We moved in alignment with Country, guided by
seasonal calendars, trade routes, kinship obligations, maritime pathways, astronomical markers, law, and deep governance systems.


Our movement was not random.
It was regulated.
It was purposeful.
It was sophisticated.


And somehow… I didn’t fully understand just how deeply that truth lived inside me until I began building businesses. 


My entire purpose for building business is to be able to work from the beaches of the Straits, the red dirt of the Cape, the city board rooms, whilst still putting food on the table. I don’t want to have to choose western economy over learning my cultural economy any longer. 


I always knew I would end up here, I didn’t know what here looked like, but I knew I had to find a way to bring myself home when I needed it, when my family needed. 

Woman sits cross-legged on mat; white background; art structure in red and brown; floral dress.

“As I get clearer on how I find my way home, I realise I am moving like my ancestors did, with purpose, with seasons.”

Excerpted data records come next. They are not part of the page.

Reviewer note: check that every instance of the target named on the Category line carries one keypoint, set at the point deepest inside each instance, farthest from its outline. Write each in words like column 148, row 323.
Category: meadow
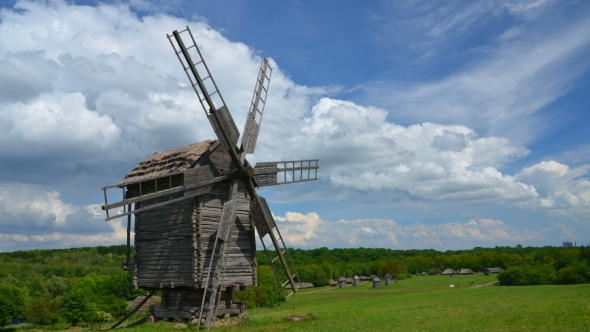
column 420, row 304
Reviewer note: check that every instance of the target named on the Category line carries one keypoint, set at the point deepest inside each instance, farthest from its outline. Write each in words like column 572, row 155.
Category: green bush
column 266, row 294
column 76, row 307
column 12, row 303
column 40, row 310
column 574, row 275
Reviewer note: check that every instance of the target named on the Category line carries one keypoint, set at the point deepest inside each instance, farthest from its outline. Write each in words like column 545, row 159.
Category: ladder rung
column 282, row 252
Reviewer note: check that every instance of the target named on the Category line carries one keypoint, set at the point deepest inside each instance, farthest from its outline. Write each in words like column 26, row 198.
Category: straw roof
column 146, row 305
column 490, row 270
column 302, row 285
column 466, row 271
column 169, row 161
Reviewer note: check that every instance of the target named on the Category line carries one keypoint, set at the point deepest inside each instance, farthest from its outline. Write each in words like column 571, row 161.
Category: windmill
column 196, row 207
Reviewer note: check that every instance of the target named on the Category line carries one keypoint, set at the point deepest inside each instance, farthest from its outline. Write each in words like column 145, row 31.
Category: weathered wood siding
column 241, row 263
column 164, row 246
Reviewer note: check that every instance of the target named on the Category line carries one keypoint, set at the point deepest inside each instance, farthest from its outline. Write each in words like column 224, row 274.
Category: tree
column 75, row 307
column 12, row 302
column 40, row 310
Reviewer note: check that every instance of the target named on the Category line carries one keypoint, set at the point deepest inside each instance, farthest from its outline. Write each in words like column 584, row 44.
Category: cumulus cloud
column 501, row 93
column 309, row 230
column 83, row 88
column 33, row 210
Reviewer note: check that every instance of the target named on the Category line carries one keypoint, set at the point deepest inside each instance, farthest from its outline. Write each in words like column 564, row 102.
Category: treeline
column 65, row 286
column 69, row 286
column 532, row 265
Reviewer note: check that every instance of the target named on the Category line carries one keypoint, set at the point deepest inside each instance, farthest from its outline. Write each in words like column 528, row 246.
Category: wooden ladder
column 289, row 261
column 223, row 238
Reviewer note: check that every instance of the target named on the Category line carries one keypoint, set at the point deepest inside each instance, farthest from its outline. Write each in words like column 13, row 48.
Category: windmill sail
column 254, row 118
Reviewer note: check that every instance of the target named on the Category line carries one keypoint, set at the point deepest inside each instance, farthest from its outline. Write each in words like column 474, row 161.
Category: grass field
column 420, row 304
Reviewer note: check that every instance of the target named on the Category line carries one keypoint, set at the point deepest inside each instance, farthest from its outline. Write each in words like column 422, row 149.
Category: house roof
column 169, row 161
column 302, row 285
column 448, row 271
column 146, row 305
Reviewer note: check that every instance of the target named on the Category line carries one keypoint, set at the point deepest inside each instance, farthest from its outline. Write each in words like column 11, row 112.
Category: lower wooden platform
column 186, row 305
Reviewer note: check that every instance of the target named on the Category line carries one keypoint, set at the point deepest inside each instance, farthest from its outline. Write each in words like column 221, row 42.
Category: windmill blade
column 285, row 172
column 254, row 118
column 206, row 89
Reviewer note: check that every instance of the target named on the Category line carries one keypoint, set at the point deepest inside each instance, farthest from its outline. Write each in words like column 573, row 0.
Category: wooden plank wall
column 164, row 246
column 241, row 263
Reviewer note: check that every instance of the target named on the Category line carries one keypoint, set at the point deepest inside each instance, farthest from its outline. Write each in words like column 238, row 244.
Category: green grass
column 419, row 304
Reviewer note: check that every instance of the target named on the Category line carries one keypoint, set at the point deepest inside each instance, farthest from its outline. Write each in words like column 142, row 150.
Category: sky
column 444, row 125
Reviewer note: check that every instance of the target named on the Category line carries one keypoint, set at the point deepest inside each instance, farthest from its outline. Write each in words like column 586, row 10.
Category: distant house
column 302, row 285
column 492, row 270
column 388, row 277
column 341, row 282
column 376, row 282
column 356, row 281
column 146, row 305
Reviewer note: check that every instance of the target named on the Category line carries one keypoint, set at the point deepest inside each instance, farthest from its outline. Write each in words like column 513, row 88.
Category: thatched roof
column 465, row 271
column 146, row 305
column 493, row 270
column 169, row 161
column 303, row 285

This year, especially, something has shifted in me.
I am starting to see myself through the same lens of movement that shaped our Old People.


Not “nomadic”.
Not wandering.
But
answering seasons.


I realise now that the way I move between:

  • red dirt Country
  • sea Country
  • and the city

…is not chaos.
It’s
continuity.


I’m not travelling to escape anything, I’m travelling to maintain everything that matters to me:

  • the identity of my children
  • my connection to community
  • my responsibility to kin
  • and my ability to provide for my family


My Old People hunted turtle, dugong, crayfish, to feed their families, to trade, maintain relations.

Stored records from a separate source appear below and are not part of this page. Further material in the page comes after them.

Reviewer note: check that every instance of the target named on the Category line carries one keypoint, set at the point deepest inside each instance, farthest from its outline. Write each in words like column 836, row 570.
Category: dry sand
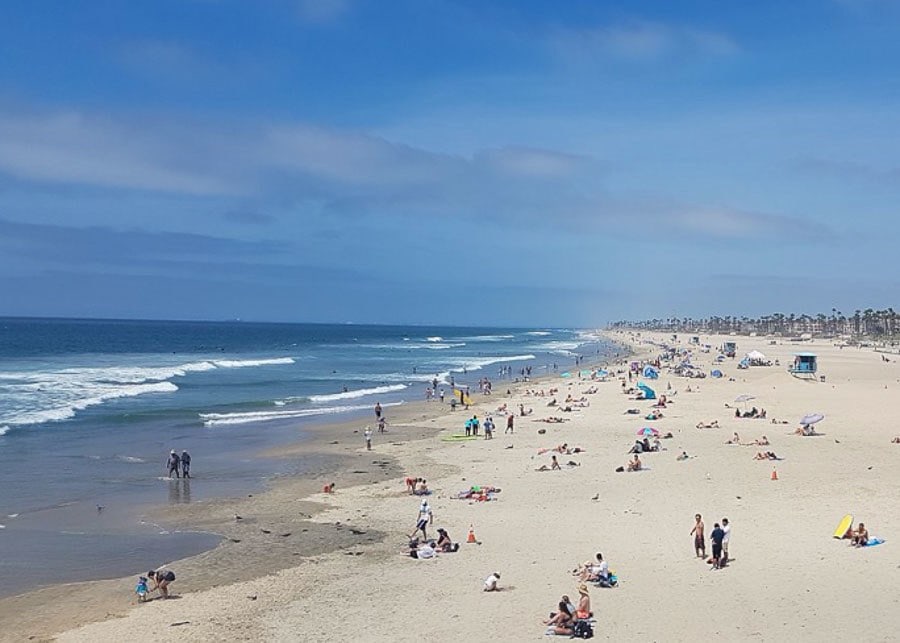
column 789, row 580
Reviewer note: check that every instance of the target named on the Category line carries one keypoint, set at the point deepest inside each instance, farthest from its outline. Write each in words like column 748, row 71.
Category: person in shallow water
column 173, row 463
column 185, row 464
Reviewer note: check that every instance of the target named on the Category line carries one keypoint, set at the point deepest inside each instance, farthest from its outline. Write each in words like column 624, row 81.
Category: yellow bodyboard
column 844, row 525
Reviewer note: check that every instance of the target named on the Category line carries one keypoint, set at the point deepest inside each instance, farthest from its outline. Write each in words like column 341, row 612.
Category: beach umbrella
column 649, row 393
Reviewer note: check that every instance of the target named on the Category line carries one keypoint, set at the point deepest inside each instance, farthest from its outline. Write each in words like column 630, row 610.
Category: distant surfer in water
column 185, row 464
column 173, row 463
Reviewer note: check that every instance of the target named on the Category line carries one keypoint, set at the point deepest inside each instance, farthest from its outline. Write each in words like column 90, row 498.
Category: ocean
column 89, row 409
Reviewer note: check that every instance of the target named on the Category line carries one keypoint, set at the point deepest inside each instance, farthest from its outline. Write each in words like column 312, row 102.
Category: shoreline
column 246, row 552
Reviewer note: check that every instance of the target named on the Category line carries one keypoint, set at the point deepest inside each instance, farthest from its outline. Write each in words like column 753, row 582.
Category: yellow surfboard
column 844, row 525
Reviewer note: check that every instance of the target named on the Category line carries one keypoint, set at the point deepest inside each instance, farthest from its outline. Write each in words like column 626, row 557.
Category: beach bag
column 583, row 630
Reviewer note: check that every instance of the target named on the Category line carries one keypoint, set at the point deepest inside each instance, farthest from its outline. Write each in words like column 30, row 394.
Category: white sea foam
column 219, row 419
column 35, row 397
column 363, row 392
column 245, row 363
column 63, row 410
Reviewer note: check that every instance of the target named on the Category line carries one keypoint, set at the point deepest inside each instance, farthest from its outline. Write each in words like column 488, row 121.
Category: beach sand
column 788, row 580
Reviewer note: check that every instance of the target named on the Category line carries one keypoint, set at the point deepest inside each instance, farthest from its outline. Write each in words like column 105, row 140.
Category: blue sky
column 448, row 161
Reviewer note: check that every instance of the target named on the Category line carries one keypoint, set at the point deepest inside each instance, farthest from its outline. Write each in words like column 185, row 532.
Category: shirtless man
column 635, row 465
column 699, row 540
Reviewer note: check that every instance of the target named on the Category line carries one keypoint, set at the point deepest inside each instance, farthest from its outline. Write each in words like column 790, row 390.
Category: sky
column 507, row 162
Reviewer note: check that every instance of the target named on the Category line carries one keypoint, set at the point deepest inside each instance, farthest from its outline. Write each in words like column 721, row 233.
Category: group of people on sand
column 424, row 548
column 859, row 537
column 161, row 579
column 805, row 430
column 575, row 619
column 562, row 448
column 554, row 464
column 720, row 538
column 417, row 486
column 753, row 414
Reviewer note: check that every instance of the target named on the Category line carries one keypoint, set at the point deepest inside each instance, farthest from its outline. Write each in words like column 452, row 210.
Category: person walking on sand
column 699, row 540
column 716, row 538
column 161, row 580
column 185, row 464
column 172, row 463
column 726, row 529
column 424, row 518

I’m hunting opportunities.


Not for survival in the traditional sense, but also to put food on the table, secure a home, build a business, and create a legacy for my children.


same purpose.

different tools.

same responsibility.

Woman sitting in chair, smiling. Wearing blue top and black pants. Indoors with decorative woven objects.

THE WESTERN SYSTEM HAD TO BEND TO MY CULTURAL SYSTEM, NOT THE OTHER WAY AROUND

I had to get honest with myself about something:
a 9–5 job could never hold the way my life moves.


Community meetings at midday.
Cultural protocol and practices (funerals, A LOT of funerals, tombstones etc) that don’t fit neatly into annual leave entitlements.
The reality of raising young children, especially when “leave” often gets eaten by daycare sickness (if you know, you know).
Opportunities that come from being physically present in community, not tied to a desk.


So, I built Female First, and every other business since then, because I needed a Western structure that allowed me to live by cultural logic:


To be:

  • in community or nearby,
  • with community when called upon,
  • and working on myself, to be able to balance it all

While also creating wealth without apology for it, because we deserve to create abundance for ourselves and to leave for our children.



This is what economic empowerment looks like when it’s culturally aligned.

our old people did this first

When I travel between sea Country, red dirt Country and the city, I think about the systems my ancestors lived within, the ones data is only now catching up to:


  • long-distance trade networks
  • diplomatic negotiations between clan groups
  • seasonal movement guided by environmental knowledge
  • structured governance and jurisdiction
  • shared resource management
  • kinship-based agreements for travel, marriage, ceremony, and trade


And I realise:


I am not doing anything new.
I am doing what my Old People have always done, moving in accordance with culture, responsibility, and survival.


The difference is that today, instead of hunting by spear or navigating by stars, I’m navigating economic systems, business opportunities, governance structures, and new models of community prosperity.


But the intention is the same:



Find the resources we need.
Protect our families.
Strengthen our communities.
And leave the next generation better than the last.

This is how I find my way home

I am not “nomadic”.
My family is not drifting.
My children are not growing up disconnected or confused.


We are moving the way our ancestors moved:


  • with season
  • with purpose
  • with responsibility
  • with governance
  • with clarity


And every time I land on Country, whether it’s red dirt or saltwater, I can feel the alignment between the old world and the new one.


Movement was never our deficit.
Movement was always our design.



And now, as the next generation, it’s our turn to continue that design through the systems we build, the businesses we lead, and the legacy we leave in the hands of our children.